Rhabdomyosarcoma is a rare and aggressive malignant tumor that arises from skeletal muscle progenitor cells. It is the most common soft tissue sarcoma in children but can occur at any age. Early diagnosis and comprehensive treatment are essential for improving outcomes. Korea’s leading pediatric and adult oncology centers offer advanced diagnostic and multimodal treatment approaches to effectively manage rhabdomyosarcoma.

What is Rhabdomyosarcoma?

Rhabdomyosarcoma (RMS) is a cancer that develops from immature muscle cells called rhabdomyoblasts.
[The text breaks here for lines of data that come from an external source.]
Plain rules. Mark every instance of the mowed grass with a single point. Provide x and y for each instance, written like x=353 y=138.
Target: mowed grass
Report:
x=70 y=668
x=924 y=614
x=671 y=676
It can occur anywhere in the body but most commonly affects the head and neck region, genitourinary tract, and extremities. RMS is classified into several histologic subtypes, including embryonal, alveolar, and pleomorphic types, each with different prognoses.

Symptoms

• Noticeable lump or swelling
• Pain or tenderness in the affected area
• Difficulty moving the affected limb or body part
• Symptoms related to tumor location, such as nasal obstruction, urinary issues, or eye problems
• Weight loss and fatigue in advanced cases

Causes

• Genetic mutations affecting muscle cell development
• Often sporadic with no clear inherited pattern
• Certain genetic syndromes may increase risk (e.g., Li-Fraumeni syndrome)

Risk Factors

• Age below 10 years (most common in children)
• Family history of cancer or genetic syndromes
• Exposure to radiation or carcinogens (rare)

Complications

• Local tissue destruction and invasion
• Metastasis to lungs, lymph nodes, or bone marrow
• Treatment-related side effects such as infection, organ toxicity
• Recurrence of tumor after treatment

Prevention

• No known prevention due to genetic and sporadic nature
• Early detection through regular medical check-ups if risk factors exist

Treatment Options in Korea

Korean oncology centers provide comprehensive and multidisciplinary treatment for rhabdomyosarcoma:

• Diagnostic Tools: MRI, CT scans, biopsy, and genetic profiling for accurate diagnosis and staging.
• Surgery: Removal of the tumor when feasible, aiming for complete excision with clear margins.
• Chemotherapy: Multi-agent chemotherapy regimens to target cancer cells systemically.
• Radiation Therapy: Used to control local disease or when surgery is not possible.
• Targeted Therapy and Clinical Trials: Emerging treatments aimed at specific genetic mutations or pathways.
• Supportive Care: Rehabilitation, nutritional support, and psychosocial counseling.